Advogados e cidadãos proeminentes prestaram homenagem aos três juízes que renunciaram em resposta à 27ª Emenda, elogiando a sua decisão de “proteger o nosso juramento e honra constitucional acima do cargo e do privilégio”.
Os juízes Mansoor Ali Shah e Athar Minara renunciaram ao Supremo Tribunal em 13 de novembro, horas depois de a polêmica 27ª Emenda ter sido assinada pelo presidente Asif Ali Zardari. O primeiro-ministro Shah denunciou as alterações como um “grave ataque à constituição do Paquistão”, mas Minara disse que prometeu proteger “a constituição” e não “a constituição”.
Entretanto, o juiz do Tribunal Superior de Lahore, Shams Mehmood Mirza, apresentou a sua demissão dois dias depois, dizendo: “Após a 27ª Emenda, não tenho intenção, em princípio ou de consciência, de continuar como juiz”.
Em um comunicado publicado no jornal Dawn de sábado, 60 cidadãos e advogados disseram: “Agora lamentamos não a renúncia do juiz Shah, da juíza Minara e do juiz Mirza, mas o desaparecimento da Suprema Corte do Paquistão e do Supremo Tribunal do Paquistão, e a extinção das últimas brasas de uma nação independente, não a renúncia dos juízes Shah, da juíza Minara e do juiz Mirza, que gravaram para sempre seus nomes na lista de heróis nacionais que valorizavam o princípio em detrimento da conveniência”, o disse o judiciário. ”
A declaração incluía os nomes dos advogados Abid S. Zuberi, Jibran Nasir, Imaan Mazari, Asad Rahim, Sardar Latif Khosa, Salman Akram Raja, Zainab Janjua, Faisal Siddiqui e Salahuddin Ahmed.
O líder de Tehreek-e-Tahafuz-i-Ayen-i-Pakistan, Mustafa Nawaz Khokhar, também foi incluído na lista.
A declaração disse que Mansoor “sem dúvida está entre os melhores juristas que o Paquistão já produziu”.
“Ele era verdadeiramente único na sua paixão pela reforma judicial e na sua visão de trazer o frágil sistema judicial do Paquistão para o século XXI e transformá-lo num veículo para uma justiça rápida para os litigantes comuns”, afirmou o jornal.
“É uma infelicidade para o nosso judiciário e para o nosso país que eles tenham escolhido sacrificá-lo no altar da conveniência política de curto prazo e do avanço pessoal de outros”, disse o comunicado.
Ele acrescentou que Minara era uma defensora consistente dos vulneráveis e desprivilegiados, das famílias dos desaparecidos, dos jornalistas silenciados pelo Estado e dos “juízes assediados pelo governo da época e perseguidos pelas forças da oposição e agências de inteligência”.

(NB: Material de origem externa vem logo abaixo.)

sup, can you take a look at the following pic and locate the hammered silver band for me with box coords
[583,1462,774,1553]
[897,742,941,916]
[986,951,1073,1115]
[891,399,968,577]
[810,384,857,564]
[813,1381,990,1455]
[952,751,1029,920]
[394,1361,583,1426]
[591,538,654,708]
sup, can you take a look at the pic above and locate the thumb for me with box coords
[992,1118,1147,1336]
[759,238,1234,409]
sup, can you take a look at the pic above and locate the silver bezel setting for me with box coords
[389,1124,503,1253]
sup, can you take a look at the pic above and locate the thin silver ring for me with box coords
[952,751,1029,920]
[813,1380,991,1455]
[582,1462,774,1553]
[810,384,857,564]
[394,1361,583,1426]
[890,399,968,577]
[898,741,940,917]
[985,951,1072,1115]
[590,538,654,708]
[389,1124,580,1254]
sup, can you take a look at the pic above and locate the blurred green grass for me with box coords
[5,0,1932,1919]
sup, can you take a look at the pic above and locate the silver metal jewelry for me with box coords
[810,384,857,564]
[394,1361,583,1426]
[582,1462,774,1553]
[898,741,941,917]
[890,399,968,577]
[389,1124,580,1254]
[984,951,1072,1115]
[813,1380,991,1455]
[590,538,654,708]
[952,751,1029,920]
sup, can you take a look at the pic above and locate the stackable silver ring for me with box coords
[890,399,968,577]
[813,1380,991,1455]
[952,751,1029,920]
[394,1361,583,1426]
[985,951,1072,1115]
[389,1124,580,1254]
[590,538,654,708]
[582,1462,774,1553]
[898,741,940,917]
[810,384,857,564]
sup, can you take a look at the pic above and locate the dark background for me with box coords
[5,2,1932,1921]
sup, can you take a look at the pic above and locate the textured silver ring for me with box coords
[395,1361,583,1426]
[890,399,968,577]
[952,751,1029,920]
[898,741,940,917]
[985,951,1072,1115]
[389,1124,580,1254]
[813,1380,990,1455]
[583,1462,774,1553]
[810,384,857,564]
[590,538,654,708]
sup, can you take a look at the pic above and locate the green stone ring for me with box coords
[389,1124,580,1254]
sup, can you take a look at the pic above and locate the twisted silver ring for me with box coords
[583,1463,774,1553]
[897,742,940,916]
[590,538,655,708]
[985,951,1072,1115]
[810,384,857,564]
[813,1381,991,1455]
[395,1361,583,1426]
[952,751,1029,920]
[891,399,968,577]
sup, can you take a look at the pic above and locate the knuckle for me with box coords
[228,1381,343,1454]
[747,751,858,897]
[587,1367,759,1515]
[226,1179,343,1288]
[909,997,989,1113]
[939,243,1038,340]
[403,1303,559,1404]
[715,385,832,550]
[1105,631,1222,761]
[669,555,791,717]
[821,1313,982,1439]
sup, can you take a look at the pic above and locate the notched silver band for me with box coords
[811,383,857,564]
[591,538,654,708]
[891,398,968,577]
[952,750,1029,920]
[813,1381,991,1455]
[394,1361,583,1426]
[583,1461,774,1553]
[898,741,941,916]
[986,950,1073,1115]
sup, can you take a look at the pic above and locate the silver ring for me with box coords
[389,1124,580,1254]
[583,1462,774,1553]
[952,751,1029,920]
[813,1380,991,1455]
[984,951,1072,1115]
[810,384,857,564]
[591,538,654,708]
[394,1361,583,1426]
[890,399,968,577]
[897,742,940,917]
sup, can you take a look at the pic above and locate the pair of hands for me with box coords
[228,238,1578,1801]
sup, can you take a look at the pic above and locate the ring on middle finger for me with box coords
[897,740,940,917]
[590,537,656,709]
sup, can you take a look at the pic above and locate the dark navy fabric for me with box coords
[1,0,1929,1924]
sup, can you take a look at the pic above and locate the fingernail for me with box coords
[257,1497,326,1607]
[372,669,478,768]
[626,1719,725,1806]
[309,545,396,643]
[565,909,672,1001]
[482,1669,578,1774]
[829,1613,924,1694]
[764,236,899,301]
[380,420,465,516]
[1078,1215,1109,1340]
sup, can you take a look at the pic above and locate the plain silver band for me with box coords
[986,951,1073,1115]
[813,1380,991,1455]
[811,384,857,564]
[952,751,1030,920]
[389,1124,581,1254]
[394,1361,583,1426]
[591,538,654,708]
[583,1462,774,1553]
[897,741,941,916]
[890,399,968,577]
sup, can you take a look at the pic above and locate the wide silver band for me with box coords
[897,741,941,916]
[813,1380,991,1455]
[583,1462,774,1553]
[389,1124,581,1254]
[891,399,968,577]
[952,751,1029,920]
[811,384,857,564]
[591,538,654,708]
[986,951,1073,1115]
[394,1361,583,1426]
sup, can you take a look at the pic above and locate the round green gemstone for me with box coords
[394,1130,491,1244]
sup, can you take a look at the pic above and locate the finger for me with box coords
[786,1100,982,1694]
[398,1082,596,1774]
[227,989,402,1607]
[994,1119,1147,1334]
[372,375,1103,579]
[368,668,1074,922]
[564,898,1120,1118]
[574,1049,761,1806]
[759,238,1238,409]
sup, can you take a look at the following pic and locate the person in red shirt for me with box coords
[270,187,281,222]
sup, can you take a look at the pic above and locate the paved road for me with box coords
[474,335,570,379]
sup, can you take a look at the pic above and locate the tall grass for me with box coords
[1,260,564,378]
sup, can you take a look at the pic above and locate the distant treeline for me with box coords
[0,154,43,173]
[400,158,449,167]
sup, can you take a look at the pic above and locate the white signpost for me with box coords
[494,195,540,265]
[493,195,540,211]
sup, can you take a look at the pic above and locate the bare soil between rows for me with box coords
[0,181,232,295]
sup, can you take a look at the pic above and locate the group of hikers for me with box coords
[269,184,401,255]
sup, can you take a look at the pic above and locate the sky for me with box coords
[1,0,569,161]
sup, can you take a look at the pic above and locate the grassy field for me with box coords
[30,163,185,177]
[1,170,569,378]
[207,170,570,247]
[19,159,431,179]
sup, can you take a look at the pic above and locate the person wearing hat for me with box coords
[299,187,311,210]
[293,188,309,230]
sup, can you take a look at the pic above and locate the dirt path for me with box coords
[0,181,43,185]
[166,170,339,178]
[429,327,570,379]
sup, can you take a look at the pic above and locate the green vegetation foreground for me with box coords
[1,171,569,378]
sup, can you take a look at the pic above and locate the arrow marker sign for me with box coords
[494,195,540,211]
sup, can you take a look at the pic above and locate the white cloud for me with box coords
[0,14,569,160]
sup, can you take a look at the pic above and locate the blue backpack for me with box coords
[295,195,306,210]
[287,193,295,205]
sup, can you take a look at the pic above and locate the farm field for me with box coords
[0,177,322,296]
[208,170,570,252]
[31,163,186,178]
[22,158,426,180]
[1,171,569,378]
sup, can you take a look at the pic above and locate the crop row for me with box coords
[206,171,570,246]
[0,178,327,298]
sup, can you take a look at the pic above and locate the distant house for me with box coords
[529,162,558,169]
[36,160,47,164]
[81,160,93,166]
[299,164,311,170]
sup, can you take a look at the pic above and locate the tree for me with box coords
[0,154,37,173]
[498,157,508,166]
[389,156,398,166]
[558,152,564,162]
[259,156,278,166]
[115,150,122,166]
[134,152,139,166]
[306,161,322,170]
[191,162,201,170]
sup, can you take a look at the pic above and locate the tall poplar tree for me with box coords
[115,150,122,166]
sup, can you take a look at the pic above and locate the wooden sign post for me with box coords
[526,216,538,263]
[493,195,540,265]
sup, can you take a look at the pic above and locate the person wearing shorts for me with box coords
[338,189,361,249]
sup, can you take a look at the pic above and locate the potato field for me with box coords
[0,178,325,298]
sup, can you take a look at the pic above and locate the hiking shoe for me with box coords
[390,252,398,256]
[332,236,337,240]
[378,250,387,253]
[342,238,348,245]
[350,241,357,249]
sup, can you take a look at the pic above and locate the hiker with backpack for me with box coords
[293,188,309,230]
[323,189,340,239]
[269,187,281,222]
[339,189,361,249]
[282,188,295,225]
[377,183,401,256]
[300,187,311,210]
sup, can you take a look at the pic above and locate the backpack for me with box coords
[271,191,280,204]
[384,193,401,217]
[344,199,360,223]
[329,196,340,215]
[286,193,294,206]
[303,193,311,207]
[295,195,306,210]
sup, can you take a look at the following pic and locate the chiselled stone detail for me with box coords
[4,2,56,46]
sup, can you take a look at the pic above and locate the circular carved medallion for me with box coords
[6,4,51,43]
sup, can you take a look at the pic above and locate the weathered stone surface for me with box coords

“Ele foi um dos poucos juízes suficientemente conscientes para lançar um olhar crítico sobre a história judicial do Paquistão”, afirmou o jornal.
“É uma honra para um juiz constitucional consciencioso ser elogiado por aqueles que gozam do poder e criticado por aqueles que o exercem”, afirma o comunicado.
Ele também mencionou a sua contribuição na transformação do Tribunal Superior de Islamabad numa “cidadela de independência judicial”.
A declaração afirma que Mirza deu um exemplo duradouro como juiz que “recusou os direitos fundamentais para ser vítima de tempos turbulentos e se tornou um bastião da estabilidade constitucional”.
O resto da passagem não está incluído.